Der Vampir-Trend in Film und Fernsehen ist ebenso schwer totzukriegen wie die Protagonisten, von denen die Geschichten erzählen. Derzeit können Kino-Gänger in „Dracula Untold“ mehr über die Familiengeschichte des Grafen erfahren. Mit „Fünf Zimmer Küche Sarg“ kommt am 30. Oktober eine Vampir-Satire dazu. In den USA ist soeben die Serie „True Blood“ nach sieben erfolgreichen Staffeln zu Ende gegangen. Der dramatische Saft, der aus der Mixtur von dunklem Schicksal und wilder Romantik entsteht, ist offenbar allzu verlockend. Und auch Vox setzt nun mit seiner neuen Serie „Dracula“ auf schaurig-erotische Weltflucht.
Wenig hoffnungsfroh stimmt dabei, dass der US-Sender NBC, der „Dracula“ in Auftrag gab, das Projekt nach nur einer Staffel einstellte. Vielversprechend klingt andererseits, dass die Produzenten der englischen Erfolgsserie „Downton Abbey“ am Werke waren. Die Story ist im späten 19. Jahrhundert angesiedelt. Getarnt als Geschäftsmann Alexander Grayson gibt Dracula (Jonathan Rhys Meyers) seinen Einstand in der Londoner High Society. Der Look ist opulent, der Sound dunkel wummernd, die Sprache leicht gestelzt. Die Damen tragen hochgestecktes Haar sowie eng taillierte Kleider und betrachten den Neuankömmling mit neugierigem bis schmachtendem Wohlwollen. Die Männer wittern Konkurrenz und geben sich skeptisch. So gut, so erwartbar.

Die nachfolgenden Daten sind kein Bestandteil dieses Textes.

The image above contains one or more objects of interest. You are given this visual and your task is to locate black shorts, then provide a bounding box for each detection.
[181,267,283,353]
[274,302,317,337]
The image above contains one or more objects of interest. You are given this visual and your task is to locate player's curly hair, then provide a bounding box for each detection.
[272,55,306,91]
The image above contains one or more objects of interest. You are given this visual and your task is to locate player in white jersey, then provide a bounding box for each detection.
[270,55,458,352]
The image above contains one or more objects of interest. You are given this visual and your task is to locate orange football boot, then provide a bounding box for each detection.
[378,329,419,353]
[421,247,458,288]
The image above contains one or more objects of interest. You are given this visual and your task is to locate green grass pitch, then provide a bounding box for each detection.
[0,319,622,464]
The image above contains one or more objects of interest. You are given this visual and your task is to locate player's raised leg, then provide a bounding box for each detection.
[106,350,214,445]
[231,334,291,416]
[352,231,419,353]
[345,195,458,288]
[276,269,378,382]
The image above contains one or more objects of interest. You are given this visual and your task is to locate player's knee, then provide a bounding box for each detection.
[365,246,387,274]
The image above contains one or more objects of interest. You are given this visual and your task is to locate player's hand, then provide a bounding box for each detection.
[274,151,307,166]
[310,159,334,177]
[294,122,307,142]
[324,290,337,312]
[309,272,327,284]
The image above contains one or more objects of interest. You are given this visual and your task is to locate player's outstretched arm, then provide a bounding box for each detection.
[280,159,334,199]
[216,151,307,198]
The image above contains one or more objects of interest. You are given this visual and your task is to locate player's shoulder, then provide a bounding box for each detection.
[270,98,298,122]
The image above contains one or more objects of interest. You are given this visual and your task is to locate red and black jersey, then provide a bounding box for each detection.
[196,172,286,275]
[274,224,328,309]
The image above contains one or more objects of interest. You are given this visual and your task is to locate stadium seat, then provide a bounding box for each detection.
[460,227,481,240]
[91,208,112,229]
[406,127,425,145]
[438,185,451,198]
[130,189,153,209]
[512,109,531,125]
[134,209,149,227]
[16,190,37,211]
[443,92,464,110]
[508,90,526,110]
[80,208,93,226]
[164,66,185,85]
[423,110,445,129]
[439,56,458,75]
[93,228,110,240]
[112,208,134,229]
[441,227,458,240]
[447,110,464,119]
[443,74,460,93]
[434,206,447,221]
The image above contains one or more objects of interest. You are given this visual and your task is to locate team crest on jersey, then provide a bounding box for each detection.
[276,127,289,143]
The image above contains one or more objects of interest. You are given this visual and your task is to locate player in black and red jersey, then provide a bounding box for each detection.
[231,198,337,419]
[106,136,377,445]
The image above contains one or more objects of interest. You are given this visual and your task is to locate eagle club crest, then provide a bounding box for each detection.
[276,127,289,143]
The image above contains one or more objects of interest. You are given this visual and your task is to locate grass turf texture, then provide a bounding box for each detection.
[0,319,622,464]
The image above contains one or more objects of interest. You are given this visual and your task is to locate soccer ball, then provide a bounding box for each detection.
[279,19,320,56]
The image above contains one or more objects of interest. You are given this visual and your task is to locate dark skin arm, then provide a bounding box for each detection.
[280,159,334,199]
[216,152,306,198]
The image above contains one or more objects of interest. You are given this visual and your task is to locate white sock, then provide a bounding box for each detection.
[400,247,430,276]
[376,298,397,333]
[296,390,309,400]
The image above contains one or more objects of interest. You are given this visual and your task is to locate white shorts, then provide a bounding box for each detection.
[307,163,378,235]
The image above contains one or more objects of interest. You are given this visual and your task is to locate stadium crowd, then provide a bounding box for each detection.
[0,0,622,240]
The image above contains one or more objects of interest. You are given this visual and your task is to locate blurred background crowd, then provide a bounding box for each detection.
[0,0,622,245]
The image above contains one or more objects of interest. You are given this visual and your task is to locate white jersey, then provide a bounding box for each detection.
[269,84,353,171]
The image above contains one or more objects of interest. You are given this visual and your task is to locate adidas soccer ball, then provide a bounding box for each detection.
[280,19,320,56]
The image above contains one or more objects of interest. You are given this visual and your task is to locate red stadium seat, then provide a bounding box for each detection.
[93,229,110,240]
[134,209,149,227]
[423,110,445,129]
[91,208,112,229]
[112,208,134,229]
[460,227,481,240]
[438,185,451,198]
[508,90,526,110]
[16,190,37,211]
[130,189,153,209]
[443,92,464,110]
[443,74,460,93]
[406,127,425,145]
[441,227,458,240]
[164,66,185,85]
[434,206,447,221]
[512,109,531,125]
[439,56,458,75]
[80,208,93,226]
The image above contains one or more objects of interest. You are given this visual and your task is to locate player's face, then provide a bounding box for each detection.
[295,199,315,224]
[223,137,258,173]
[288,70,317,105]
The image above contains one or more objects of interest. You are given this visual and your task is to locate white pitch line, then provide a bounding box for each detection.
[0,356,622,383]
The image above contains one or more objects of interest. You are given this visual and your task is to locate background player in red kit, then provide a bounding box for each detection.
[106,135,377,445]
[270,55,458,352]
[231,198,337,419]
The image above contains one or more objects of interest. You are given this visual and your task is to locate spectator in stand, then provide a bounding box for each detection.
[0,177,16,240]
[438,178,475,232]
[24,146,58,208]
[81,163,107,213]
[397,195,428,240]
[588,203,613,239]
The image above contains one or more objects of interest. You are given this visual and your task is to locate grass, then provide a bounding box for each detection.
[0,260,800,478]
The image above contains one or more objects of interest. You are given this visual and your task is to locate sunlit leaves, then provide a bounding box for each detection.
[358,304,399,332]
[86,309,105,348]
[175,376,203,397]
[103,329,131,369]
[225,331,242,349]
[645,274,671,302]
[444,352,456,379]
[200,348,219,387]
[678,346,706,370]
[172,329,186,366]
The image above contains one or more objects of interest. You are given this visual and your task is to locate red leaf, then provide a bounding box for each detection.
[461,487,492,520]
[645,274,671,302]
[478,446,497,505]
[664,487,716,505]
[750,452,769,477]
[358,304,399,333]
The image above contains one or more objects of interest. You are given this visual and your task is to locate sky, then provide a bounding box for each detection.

Ein recht amüsanter Kniff ist, dass der Fürst der Finsternis die viktorianische Gesellschaft ausgerechnet mit scheinbar magisch leuchtenden Glühbirnen beeindrucken möchte. Doch Dracula ist nicht nur am Fortschritt interessiert, sondern will vor allem Rache nehmen an den Nachfahren derer, die ihn zum Vampir gemacht haben. Unterstützt wird er dabei ausgerechnet von Abraham van Helsing (Thomas Kretschmann), der bei Bram Stoker eigentlich Draculas Jäger ist. Seine Vergeltung will Grayson nicht bloß mit gewalttätigen, sondern auch mit ökonomischen Mitteln durchsetzen. Dass er dabei zugleich gegen Korruption und soziale Missstände vorgehen möchte, ist ein weiterer interessanter Dreh. Dracula als Humanist? Die zehn Folgen der Serie werden es zeigen.